На местных нашлось много железа, какие-то висюльки, эполеты… Кто-то лежал без движения, кто-то стоял столбом. Те, кому повезло более других — сидели, обхватив голову, но тоже не двигались, похожие на гипсовые фигурки. Или анатомический театр.
— Офицерье… — раздалось у меня за спиной. — И тут они…
Вместо того чтоб как я стоять с открытым ртом, прадед уже подобрал с земли меч, покрутил его, отбросил, подобрал следующий.
Глядя на предка, и я сообразил, что мне тоже стоит помародерствовать. Даже если это и сказочный мир, то вряд ли тут встречаются молочные реки с кисельными берегами. Только вот оружие как оружие меня сейчас не очень интересовало. Только как воплощение финансового благополучия и подобрав кинжал, который мне понравился еще и тем, что кроме функции столового прибора он выполнял еще и функцию Госбанка — камешков там на рукояти хватало и немаленьких камешков — я принялся срезать кошельки.
Наконец и родственник нашел себе оружие по руке. Помахивая чем-то похожим на шашку он попробовал её остроту на кустах, разочарованно хмыкнул.
— Не следят тут за оружием. Перетачивать надо.
Потом вздохнул еще горше.
— Ни винтовок тебе, ни револьверов. Дичь какая-то…
Я срезал уже третий мешочек, когда за спиной послышалось:
— А вот я тебя…
Удар и звук упавшего тела. Обернувшись, я увидел ожидаемую картину: дед, а у его ног кто-то особенно блестящий. В смысле одежды — персонаж оказался задрапированным во что-то яркое, веселое… Сразу видно — либо сбежавший из цирка клоун, либо такая особь, что не боится привлечь к себе внимание, понимающая, что некому тут оспорить его право считать себя самым крутым и сильным. Эдакая яркая сволочь — оса, паук, рыба фугу…
Я уж совсем собрался выдать вариант анекдота про шашку и голую пятку, но прадед перебил, явно довольный.

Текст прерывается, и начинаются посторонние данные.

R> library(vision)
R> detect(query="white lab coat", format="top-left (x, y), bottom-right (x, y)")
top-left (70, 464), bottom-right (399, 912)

— Ну вот. Все по товарищу Марксу. Раз есть угнетатели — то есть и угнетенные. Весь прибавочный продукт на роскошь тратят.
Он кивнул в сторону, где кучкой лежали люди никак не похожие на блестящих легионеров, тех, кого прадед окрестил «офицерами».
— А раз есть и те и другие, то есть и перспективы революции.
— Бунта, — поправил я его. Уж больно неказисто выглядели те, другие. Да и лица, конечно… Революция — это когда есть рабочий класс. А это непонятно кто. Какой-то деклассированный элемент, а не сознательный пролетариат.
Этой фразой я точно заслужил уважение деда. Пока оно не исчезло, спросил, кивнув на того, кого он держал в руках
— Этот-то откуда взялся?
Он пожал плечами.
— Да вот выпрыгнул, не пойми откуда. Руками взмахнул и…
Дед замешкался. Не нашлось у него готовой формулировки.
— И? — повторил я с вопросительной интонацией.
— И ждал чего-то. Чего-то, что не случилось. Тут он удивился, а…
— А в этот момент ты его удивил еще больше… — я ударил кулаком по полураскрытой ладони, прадед кивнул. Я не поленился. Подошел, посмотрел.
Чего там гадать? Наверняка еще один волшебник, понадеявшийся на свое умение и неуязвимость. Не он первый, не он последний… Кто бы он ни был — продукт фантазии программистов или живой человек магического мира — но кошелек у него на поясе висел, а деньги при любом раскладе лишними не будут…
Так что я со спокойной совестью вернулся к сбору кошельков.
От кошельковой жатвы меня оторвал новый шум.
За деревьями, перед которым сидели и лежали обласканные магией воины, обозначилось какое-то движение — что-то там взблескивало, направляясь в нашу сторону.
Приложил ладонь козырьком ко лбу, я убедился, что глаза меня не обманывают. Солдатики… По чистому, напоенному ароматами цветов воздуху, к нам летел знакомый топот и лязг, словно бегущие сжимали в руках сумки, наполненные банками с баклажанной икрой. К кому-то бежало подкрепление.
— Керосин везут? — неожиданно спросил дед, потянув носом.